Here in lies the rub though. Even when tackling maturity and adult themes in games, creators and players alike, are going to be accosted for breaching some invisible line that shouldn’t be crossed in videogames. And until the medium is taken seriously as an artform, and a platform for telling a great story with the extra length of interactivity, it’ll be an uphill battle from an acceptance perspective for the greater mainstream world to come into line.
There will always be mindless killfests out there, or schlock horror with cheap scares. There’s always going to be a game that thwart aesthetic grey-matter in favour of a bit of T&A, and there’s bound to be a gaming experience laced with hidden purple dildos you can use to bludgeon people into embarrassed submission, but all of that has already preexisted in every other form of media since tales were sprawled on ancient cave walls (sans purple dildos most likely). The difference with our medium is in our
ability to not only help shape the destinies of our avatar’s tales, but to have them reflected on ourselves.

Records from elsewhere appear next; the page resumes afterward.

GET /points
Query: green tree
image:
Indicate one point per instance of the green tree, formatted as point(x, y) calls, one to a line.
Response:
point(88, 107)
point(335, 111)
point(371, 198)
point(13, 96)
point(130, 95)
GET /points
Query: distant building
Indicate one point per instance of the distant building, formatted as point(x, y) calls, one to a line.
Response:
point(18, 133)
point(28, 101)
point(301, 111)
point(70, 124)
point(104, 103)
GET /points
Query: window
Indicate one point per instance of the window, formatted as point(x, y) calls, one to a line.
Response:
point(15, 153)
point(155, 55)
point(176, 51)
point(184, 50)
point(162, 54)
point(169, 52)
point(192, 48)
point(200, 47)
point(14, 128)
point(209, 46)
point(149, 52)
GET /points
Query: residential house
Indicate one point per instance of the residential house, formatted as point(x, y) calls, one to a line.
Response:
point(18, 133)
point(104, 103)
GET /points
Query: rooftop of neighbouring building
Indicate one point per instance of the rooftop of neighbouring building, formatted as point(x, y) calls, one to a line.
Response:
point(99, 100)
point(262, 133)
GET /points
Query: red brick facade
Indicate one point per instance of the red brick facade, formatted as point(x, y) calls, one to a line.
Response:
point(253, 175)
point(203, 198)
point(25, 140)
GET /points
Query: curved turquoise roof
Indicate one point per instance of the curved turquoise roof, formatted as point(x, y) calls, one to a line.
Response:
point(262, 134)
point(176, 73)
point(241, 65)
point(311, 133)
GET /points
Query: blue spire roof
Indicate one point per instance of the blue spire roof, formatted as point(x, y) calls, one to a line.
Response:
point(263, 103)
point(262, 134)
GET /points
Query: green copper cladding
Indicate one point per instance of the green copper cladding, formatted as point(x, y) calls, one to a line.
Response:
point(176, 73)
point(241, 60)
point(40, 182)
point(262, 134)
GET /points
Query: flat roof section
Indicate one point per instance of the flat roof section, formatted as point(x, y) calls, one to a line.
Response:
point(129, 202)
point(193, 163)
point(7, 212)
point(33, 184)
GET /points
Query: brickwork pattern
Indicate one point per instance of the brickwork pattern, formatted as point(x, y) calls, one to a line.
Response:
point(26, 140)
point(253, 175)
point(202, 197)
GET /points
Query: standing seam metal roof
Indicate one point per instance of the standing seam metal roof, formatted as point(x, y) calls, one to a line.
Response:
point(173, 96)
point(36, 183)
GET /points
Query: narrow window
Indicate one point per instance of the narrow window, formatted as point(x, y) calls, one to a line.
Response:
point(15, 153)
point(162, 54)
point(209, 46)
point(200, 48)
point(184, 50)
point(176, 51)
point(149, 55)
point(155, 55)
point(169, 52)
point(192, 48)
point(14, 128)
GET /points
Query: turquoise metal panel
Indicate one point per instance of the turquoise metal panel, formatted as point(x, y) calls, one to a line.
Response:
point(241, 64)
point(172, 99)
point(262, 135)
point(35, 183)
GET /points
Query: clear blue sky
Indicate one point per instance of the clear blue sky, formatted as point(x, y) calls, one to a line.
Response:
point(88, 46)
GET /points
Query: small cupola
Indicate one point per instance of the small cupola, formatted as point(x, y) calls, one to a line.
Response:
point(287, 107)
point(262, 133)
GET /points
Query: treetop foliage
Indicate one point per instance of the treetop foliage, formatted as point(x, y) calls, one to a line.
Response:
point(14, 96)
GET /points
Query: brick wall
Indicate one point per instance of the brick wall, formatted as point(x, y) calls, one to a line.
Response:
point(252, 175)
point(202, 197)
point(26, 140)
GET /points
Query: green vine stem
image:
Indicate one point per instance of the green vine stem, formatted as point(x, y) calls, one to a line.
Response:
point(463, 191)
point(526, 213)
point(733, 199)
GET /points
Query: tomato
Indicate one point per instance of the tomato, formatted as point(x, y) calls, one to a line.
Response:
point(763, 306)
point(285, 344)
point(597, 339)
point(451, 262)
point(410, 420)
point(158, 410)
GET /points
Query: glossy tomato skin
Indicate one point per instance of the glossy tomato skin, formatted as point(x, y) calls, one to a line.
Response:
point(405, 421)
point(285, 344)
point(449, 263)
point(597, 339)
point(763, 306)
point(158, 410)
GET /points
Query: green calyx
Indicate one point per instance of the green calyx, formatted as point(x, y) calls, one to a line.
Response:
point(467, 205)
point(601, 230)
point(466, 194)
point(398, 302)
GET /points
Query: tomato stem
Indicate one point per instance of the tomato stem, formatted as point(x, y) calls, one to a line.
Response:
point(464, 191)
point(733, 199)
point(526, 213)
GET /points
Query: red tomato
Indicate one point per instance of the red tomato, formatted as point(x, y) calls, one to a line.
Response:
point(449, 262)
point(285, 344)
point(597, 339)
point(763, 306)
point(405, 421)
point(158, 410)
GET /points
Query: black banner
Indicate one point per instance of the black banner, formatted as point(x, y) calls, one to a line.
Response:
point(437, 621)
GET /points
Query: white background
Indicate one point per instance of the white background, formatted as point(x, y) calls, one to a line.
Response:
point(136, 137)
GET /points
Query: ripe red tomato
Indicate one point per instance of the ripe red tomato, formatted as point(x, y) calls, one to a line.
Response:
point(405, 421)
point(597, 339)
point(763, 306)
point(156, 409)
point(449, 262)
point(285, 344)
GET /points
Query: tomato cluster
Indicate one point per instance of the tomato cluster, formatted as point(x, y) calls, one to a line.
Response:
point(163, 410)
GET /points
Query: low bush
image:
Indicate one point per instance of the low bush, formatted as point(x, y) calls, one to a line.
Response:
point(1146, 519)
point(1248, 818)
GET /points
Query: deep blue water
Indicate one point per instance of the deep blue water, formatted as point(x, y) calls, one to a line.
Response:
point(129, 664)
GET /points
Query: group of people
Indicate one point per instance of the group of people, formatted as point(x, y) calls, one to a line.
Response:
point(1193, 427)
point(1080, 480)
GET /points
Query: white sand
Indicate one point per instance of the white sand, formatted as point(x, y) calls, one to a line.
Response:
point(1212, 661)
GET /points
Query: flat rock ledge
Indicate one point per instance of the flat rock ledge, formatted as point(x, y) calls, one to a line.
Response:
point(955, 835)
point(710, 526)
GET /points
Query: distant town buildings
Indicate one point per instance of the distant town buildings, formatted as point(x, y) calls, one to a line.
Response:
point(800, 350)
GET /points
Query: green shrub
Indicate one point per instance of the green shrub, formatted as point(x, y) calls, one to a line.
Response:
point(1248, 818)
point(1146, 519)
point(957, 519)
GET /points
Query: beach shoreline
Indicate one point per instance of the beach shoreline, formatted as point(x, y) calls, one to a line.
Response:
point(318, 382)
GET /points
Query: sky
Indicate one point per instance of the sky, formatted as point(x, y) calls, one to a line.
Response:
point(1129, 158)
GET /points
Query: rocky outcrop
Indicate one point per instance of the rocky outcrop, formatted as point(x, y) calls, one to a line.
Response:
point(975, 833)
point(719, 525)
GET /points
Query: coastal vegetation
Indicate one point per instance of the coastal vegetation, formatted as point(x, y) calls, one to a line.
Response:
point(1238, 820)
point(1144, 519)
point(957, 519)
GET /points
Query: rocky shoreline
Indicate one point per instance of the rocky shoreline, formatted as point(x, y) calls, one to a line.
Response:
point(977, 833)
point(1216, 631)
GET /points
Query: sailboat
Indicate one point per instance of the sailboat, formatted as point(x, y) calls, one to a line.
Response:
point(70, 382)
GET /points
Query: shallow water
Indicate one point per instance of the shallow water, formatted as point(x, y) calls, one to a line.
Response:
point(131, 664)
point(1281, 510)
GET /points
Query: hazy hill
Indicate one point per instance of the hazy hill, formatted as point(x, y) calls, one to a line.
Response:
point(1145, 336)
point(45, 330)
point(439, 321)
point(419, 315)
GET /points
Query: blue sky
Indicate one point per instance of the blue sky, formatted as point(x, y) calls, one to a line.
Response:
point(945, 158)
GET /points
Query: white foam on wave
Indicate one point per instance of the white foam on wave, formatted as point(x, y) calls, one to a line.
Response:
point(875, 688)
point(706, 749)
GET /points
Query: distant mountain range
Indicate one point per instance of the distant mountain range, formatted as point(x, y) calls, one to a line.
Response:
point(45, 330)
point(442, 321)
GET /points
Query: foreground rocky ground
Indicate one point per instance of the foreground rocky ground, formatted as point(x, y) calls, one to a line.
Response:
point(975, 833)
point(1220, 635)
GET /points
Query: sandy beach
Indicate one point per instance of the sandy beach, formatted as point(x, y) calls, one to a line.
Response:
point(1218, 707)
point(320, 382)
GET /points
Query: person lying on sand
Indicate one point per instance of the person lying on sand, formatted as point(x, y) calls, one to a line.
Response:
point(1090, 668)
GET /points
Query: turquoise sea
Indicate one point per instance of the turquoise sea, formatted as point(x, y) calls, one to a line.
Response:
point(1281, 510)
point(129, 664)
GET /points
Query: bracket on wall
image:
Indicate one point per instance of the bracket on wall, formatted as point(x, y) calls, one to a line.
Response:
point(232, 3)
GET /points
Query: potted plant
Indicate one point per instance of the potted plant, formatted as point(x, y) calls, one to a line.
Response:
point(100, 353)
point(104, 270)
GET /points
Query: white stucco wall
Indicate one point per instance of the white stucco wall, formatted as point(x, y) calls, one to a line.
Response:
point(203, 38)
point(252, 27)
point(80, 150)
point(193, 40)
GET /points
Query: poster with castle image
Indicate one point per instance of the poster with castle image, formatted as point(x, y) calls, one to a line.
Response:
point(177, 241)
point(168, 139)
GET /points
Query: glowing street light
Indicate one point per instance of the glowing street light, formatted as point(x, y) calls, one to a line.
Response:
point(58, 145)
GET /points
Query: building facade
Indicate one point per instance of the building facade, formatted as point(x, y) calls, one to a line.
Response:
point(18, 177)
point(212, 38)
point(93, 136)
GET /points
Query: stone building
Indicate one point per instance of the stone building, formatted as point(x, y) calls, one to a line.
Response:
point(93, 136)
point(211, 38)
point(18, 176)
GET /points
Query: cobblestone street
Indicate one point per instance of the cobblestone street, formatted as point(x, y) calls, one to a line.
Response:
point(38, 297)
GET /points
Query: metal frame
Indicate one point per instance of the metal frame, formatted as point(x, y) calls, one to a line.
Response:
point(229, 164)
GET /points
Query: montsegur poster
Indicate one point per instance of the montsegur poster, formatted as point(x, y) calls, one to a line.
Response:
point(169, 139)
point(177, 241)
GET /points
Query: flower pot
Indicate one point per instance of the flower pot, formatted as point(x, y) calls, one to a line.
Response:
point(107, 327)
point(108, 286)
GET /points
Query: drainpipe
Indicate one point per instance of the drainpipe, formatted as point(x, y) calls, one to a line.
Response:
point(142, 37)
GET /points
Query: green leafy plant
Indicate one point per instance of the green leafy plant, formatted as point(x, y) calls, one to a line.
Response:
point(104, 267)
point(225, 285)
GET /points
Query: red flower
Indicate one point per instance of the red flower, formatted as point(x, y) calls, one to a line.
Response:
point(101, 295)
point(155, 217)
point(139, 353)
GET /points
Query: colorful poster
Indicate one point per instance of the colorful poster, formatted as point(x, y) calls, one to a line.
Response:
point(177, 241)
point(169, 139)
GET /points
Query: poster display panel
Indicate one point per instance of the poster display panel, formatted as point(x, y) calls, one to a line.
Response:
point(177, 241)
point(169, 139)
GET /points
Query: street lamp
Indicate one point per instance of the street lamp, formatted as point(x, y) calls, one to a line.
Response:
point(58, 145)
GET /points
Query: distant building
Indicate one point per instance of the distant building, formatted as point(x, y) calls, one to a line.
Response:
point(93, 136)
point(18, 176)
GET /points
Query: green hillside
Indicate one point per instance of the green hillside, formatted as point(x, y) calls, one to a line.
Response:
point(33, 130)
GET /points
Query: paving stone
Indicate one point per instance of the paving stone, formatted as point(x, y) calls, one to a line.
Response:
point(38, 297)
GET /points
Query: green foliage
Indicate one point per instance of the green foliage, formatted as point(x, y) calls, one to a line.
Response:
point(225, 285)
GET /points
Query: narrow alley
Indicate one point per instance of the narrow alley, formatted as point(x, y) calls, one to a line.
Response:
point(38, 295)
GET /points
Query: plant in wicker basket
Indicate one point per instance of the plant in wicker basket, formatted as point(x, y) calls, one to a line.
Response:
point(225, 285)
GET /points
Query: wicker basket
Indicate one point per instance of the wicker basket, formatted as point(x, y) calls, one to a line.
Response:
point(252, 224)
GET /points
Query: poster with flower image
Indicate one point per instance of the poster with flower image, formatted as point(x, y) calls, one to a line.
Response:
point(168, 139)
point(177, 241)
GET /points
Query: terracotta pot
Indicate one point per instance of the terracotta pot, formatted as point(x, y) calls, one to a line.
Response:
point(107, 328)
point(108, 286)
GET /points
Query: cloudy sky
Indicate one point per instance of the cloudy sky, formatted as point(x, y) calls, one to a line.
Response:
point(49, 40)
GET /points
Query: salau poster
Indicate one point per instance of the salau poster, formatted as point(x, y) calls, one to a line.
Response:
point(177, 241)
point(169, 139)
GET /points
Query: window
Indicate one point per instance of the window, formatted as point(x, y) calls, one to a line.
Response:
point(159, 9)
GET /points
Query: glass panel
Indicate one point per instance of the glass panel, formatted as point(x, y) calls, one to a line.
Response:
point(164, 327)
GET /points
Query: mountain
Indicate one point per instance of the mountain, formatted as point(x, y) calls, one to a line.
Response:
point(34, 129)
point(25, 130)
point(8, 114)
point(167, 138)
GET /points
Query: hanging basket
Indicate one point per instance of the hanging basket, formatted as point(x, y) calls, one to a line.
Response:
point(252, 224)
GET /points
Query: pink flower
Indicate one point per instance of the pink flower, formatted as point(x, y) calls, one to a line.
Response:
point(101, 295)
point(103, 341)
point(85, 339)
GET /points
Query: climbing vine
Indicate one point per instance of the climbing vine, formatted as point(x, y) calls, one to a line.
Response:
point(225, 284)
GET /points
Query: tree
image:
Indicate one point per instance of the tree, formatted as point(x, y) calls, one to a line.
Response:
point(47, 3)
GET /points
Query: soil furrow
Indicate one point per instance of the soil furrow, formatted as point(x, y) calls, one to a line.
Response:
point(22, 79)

It’s a ripe time for all of this to surface too, and on our shores specifically with confirmation games aren’t just for kids anymore thanks to the impending introduction of an R18+ rating. But globally, in the wake of so much exposure with grown-up terms like rape, murder or violence being bandied about, we can rest easy in knowledge that discussion, even from a negative viewpoint, is still good discussion. Videogames are growing up, and the more we see of games broaching adult themes like Tomb Raider, Far Cry 3 and The Last of Us, the closer we’ll come to an acceptance that games are just another great medium for great storytelling.
And if those three games are where we stand at the end of a generation, I can’t wait to see what developers do with the next. Bring on the next adult videogame scandal, and do it with mature aplomb, I say.